Jadeveon Clowney should consider sitting out the 2013 season.
That's the premise of a column penned by Tom Sorensen in Monday's Charlotte Observer. Sorensen argues that, in order to avoid a career-threatening injury, Jadeveon Clowney should sit out his junior season at South Carolina prior to likely being taken as the #1 overall player in the 2014 NFL Draft.
Look, I get it. It's the middle of February. We're all fighting for page views between now and the start of spring practice, but this column is some next level Bayless/Rovell trolling. (To Sorensen's credit, it worked. The column became so widely viewed that it generated a talking point on Monday's episode of the ESPN sports/debate show Pardon The Interruption.)
While I don't agree with the NFL's position on excluding underclassmen from the labor market, I also know that Jadeveon Clowney deciding to sit out a season is no more likely to change the NFL's mind in 2013 than it was in 2004.
I was planning to ignore this column altogether, but then Jadeveon himself decided to have a bit of fun with it, posting an Instagram of Michael Wilbon engaged in debate on the subject with the caption "got me thinking". Posting this would not be inconsistent with Clowney's sense of humor, who also tweeted several weeks ago that he would be in school two more years, which is even less likely than Jadeveon deciding to sit out 2013.
While I am 99% certain that Clowney's actions were in jest, I needed to get some pent up abandonment paranoia worked out in blog form.
With that out of the way, let us count the reasons Sorensen's advice is dumb:
1) Football, like any other craft, involves the cultivation of skills honed through repetition and developing muscle memory and building strength. The skill gained from the experience of playing 14 football games cannot be replicated by even the most rigorous training regimen.
2) People that choose playing football as their profession typically enjoy the hell out of playing football, and thus prefer playing football to not playing football.
3) Clowney deciding to sit out his junior year to avoid injury would be a signal to NFL franchises that he might not have the mental makeup required to sustain a long NFL career.

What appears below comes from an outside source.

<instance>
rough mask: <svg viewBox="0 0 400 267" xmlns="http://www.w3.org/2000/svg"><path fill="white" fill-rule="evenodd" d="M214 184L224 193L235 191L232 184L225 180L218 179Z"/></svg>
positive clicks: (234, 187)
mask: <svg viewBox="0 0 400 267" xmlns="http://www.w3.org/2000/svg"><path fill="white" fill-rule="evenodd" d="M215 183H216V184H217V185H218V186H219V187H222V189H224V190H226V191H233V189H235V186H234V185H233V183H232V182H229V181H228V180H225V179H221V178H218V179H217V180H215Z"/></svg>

4) Former South Carolina defensive line coach Brad Lawing famously said that Jadeveon Clowney was NFL-ready coming out of high school. That being the case, why just sit out your junior year? Why not sit out your sophomore year? Your freshman year?
5) It seems like Clowney being on the same team as Marcus Lattimore is the only reason we're having this conversation, doesn't it? People celebrated, not mourned Manti Te'o and Matt Barkley's decisions to return for their senior seasons, braving the risks of career ending injuries. Probably because they didn't have teammates that sustained gruesome but improbable injuries the prior season.